Inventory pile-ups have already pushed down pricing in the semiconductor
industry. The Philadelphia SE Semiconductor Index had fallen 2.8 percent in
September as of Thursday's close.
Consumer-oriented companies face a catch-22 in their response to tariffs. Those
that compete on price, such as Walmart, will likely have to absorb the cost of
levies, which will cut into their margins. But companies that pass costs onto
consumers, as Apple has indicated it will do, risk dampening demand for their
products.
Invesco's Hooper pointed to washing machines as an example. Tariffs on steel and
aluminum caused Whirlpool Corp to raise prices on its appliances, and its
second-quarter earnings slumped as a result.
To be sure, consumer electronics are flashier products than a washer-dryer set.
And U.S. tech companies can skirt some tariffs by shipping Chinese-made parts
directly to other countries for assembly and then importing the finished items
into the United States, said Scott Yuschak, equity strategy analyst at SunTrust
Advisory Services in Atlanta. The list of targeted items in the next round of
tariffs excludes cell phones, for instance.

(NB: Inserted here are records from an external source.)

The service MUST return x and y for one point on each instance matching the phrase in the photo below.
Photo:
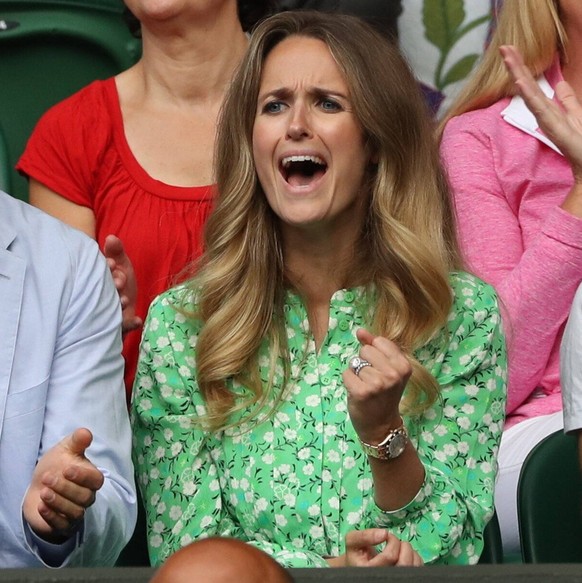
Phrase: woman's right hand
(562, 122)
(361, 551)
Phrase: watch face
(396, 445)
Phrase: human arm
(526, 263)
(374, 396)
(53, 203)
(86, 390)
(457, 439)
(125, 282)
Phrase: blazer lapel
(12, 270)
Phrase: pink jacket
(508, 181)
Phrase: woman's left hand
(361, 550)
(374, 393)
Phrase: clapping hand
(361, 550)
(63, 486)
(375, 390)
(561, 122)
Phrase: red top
(78, 150)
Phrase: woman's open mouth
(302, 170)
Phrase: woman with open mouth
(330, 387)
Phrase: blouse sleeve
(176, 472)
(176, 461)
(66, 146)
(458, 438)
(571, 367)
(526, 279)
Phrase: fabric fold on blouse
(296, 483)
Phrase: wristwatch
(390, 447)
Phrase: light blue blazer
(60, 369)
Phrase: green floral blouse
(294, 485)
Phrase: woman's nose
(299, 125)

With such mitigating factors, many investors are reluctant to make sweeping
changes to their portfolios, though Morgan Stanley's Shalett has recommended a
rotation into defensive sectors.
Many are likely waiting for third-quarter earnings for more details on the
impact of trade, said David Joy, chief market strategist at Ameriprise Financial
in Boston.
But further signs of escalation in the U.S.-China trade war could quickly raise
the stakes for the S&P's leading sectors. The final round of levies would
include consumer electronic products imported from China. Some market watchers
fear that China, which cannot match the United States in tit-for-tat tariffs,
would respond by restricting U.S. companies' ability to sell products in the
country.
"If you look at the broad base of technology, there isn't much impact at this
point," said Daniel Morgan, portfolio manager at Synovus Trust Company in
Atlanta. "But if you include the iPhone into tariffs, then that changes the
whole game."
(Reporting by April Joyner; Editing by Alden Bentley and Phil Berlowitz)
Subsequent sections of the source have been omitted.